Der Porsche Cayenne 9PA als Gebrauchtwagen
Der Cayenne der ersten Generation, gebaut von 2002 bis 2010, wurde von Porsche Ende 2021 in den Classic-Olymp gehoben. Das bedeutet, dass die Stuttgarter nun vermehrt Teile nachproduzieren und neues Zubehör entwickeln. Ebenfalls dürfte dieser Schritt das Ende der sehr niedrigen Gebrauchtwagenpreise einläuten. Denn obwohl nicht ohne Schwachstellen - in vielen Bereichen wirkt der Cayenne 9PA auch heute noch überentwickelt gut. Wenngleich die Innenraumqualität zu Beginn gerne kritisiert wurde, finden sich heute nur selten Modelle, die ein wirklich abgewohntes Cockpit zeigen. Auch bei der Hauptuntersuchung gibt sich der Porsche Cayenne selten die Blöße, sofern seine Vorbesitzer auf einen ordentlichen Pflegezustand geachtet haben. Hier geht es zum vollständigen Gebrauchtwagen-Check.

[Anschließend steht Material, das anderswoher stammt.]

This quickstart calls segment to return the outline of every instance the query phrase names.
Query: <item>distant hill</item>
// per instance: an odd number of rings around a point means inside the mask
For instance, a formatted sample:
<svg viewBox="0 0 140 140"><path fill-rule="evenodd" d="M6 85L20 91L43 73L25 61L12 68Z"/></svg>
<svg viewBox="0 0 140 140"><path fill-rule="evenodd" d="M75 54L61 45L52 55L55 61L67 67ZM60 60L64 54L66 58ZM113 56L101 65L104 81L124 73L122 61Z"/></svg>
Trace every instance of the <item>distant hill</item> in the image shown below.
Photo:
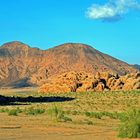
<svg viewBox="0 0 140 140"><path fill-rule="evenodd" d="M91 46L67 43L48 50L14 41L0 47L0 86L36 86L48 77L69 71L126 74L136 70L129 64Z"/></svg>
<svg viewBox="0 0 140 140"><path fill-rule="evenodd" d="M133 67L140 71L140 65L135 64Z"/></svg>

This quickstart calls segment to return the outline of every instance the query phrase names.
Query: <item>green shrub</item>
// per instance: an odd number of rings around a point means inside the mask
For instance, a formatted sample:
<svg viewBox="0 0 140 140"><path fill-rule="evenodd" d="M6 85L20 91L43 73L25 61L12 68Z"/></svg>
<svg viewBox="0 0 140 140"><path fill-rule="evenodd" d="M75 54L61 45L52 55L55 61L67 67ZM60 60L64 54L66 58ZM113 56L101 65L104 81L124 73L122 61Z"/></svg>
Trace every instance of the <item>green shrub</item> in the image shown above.
<svg viewBox="0 0 140 140"><path fill-rule="evenodd" d="M45 109L30 107L25 110L27 115L38 115L45 113Z"/></svg>
<svg viewBox="0 0 140 140"><path fill-rule="evenodd" d="M134 109L124 114L118 136L122 138L140 138L140 109Z"/></svg>
<svg viewBox="0 0 140 140"><path fill-rule="evenodd" d="M8 115L10 115L10 116L18 116L18 110L17 109L9 110Z"/></svg>
<svg viewBox="0 0 140 140"><path fill-rule="evenodd" d="M61 108L56 106L53 106L50 109L48 109L47 113L54 121L58 121L58 122L72 121L71 118L65 116L65 113Z"/></svg>
<svg viewBox="0 0 140 140"><path fill-rule="evenodd" d="M93 122L90 121L90 120L88 120L88 119L84 119L84 120L82 121L82 124L93 125Z"/></svg>
<svg viewBox="0 0 140 140"><path fill-rule="evenodd" d="M85 115L87 117L91 117L91 118L97 118L97 119L101 119L103 114L100 112L85 112Z"/></svg>

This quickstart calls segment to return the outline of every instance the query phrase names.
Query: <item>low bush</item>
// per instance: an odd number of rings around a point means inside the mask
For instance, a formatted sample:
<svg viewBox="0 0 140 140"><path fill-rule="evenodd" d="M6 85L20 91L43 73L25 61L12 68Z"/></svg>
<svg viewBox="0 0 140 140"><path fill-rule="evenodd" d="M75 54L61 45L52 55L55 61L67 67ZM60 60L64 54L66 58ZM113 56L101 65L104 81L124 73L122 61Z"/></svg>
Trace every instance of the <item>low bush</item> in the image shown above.
<svg viewBox="0 0 140 140"><path fill-rule="evenodd" d="M140 109L128 111L121 118L119 137L140 138Z"/></svg>
<svg viewBox="0 0 140 140"><path fill-rule="evenodd" d="M25 112L27 115L38 115L45 113L45 109L30 107L28 109L25 109Z"/></svg>
<svg viewBox="0 0 140 140"><path fill-rule="evenodd" d="M53 121L58 121L58 122L72 121L72 119L67 117L65 115L65 112L57 106L53 106L50 109L48 109L47 113L48 115L50 115Z"/></svg>

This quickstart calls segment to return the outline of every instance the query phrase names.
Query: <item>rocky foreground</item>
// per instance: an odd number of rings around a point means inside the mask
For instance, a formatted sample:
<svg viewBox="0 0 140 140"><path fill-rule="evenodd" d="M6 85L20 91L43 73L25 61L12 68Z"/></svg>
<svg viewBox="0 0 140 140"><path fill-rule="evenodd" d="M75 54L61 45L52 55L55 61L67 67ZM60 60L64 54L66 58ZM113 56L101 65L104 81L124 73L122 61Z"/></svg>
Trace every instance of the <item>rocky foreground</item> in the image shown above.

Vor genau 20 Jahren erblickte damit der erste Cayenne das Licht der Welt und legte den Grundstein für eine wahre Erfolgsgeschichte, die bis heute anhält. Mehr als 1,1 Millionen Einheiten wurden mittlerweile über drei Generationen hinweg gebaut und sicherten so nicht nur das Überleben des einstmals angeschlagenen Autobauers, sondern ebenfalls die kostenintensive Weiterentwicklung des eigentlichen Aushängeschildes der Marke – den Porsche 911. Überspitzt ausgedrückt ist man heute dank der hohen Absatzzahlen von Cayenne und Macan mehr ein SUV-, denn ein reinrassiger Sportwagenhersteller. Dass sich wiederum beides sehr gut ergänzt, zeigen unsere beiden Fotomodelle.
Beide verbindet das Sportabzeichen GTS, das in bester Porsche-Tradition für „Gran Turismo Sport“ steht und damit den Alltagssportler in der Modellpalette definiert. Damals, 2007, war die GTS-Adelung des Cayenne etwas gänzlich Neues. Mit dem bereits früher erschienenen Turbo beziehungsweise dem bis zu 550 PS starken Turbo S zeigte man zwar deutlich, dass der auf dem VW Touareg basierende Cayenne flott nach vorne gehen kann – er war aber mehr eine rasende Sänfte denn ein ausgewiesener Sportwagen. Nicht so der GTS. Mit ein paar richtig gesetzten Kreuzchen in der Preisliste wurde der 2,2 Tonner zu einer fünfsitzigen Elfer-Alternative. Das bisweilen sehr straffe, um 24 Millimeter niedere Sportfahrwerk samt adaptiver Dämpferregelung war bereits Serie, gegen Aufpreis konnte neben der Luftfederung zusätzlich eine aktive Wankstabilisierung geordert werden. Für den Cayenne GTS einzig nicht verfügbar war das Offroad-Technik-Paket samt geregelter Hinterachs-Differenzialsperre.
Sportlichkeit definierte sich ab 2007 derweil noch über ein entsprechendes Getriebe und so verwundert es bei Porsche kaum, dass ein eng geführtes 6-Gang-Handschaltgetriebe zum Serienumfang zählte. Die allermeisten Kunden entschieden sich allerdings (wie auch bei den Versionen Cayenne Basis und Cayenne S) für das sechsstufige Automatikgetriebe von Aisin, was trotz seiner vergleichsweise schnellen Reaktionszeiten nur bedingt zum quirligen Charakter des Cayenne GTS passen mag. Echte Sportfahrer greifen daher besser selbst zum Schaltknüppel und holen sich dank der enormen Seltenheit gleichzeitig einen Garant für Wertstabilität in die Garage.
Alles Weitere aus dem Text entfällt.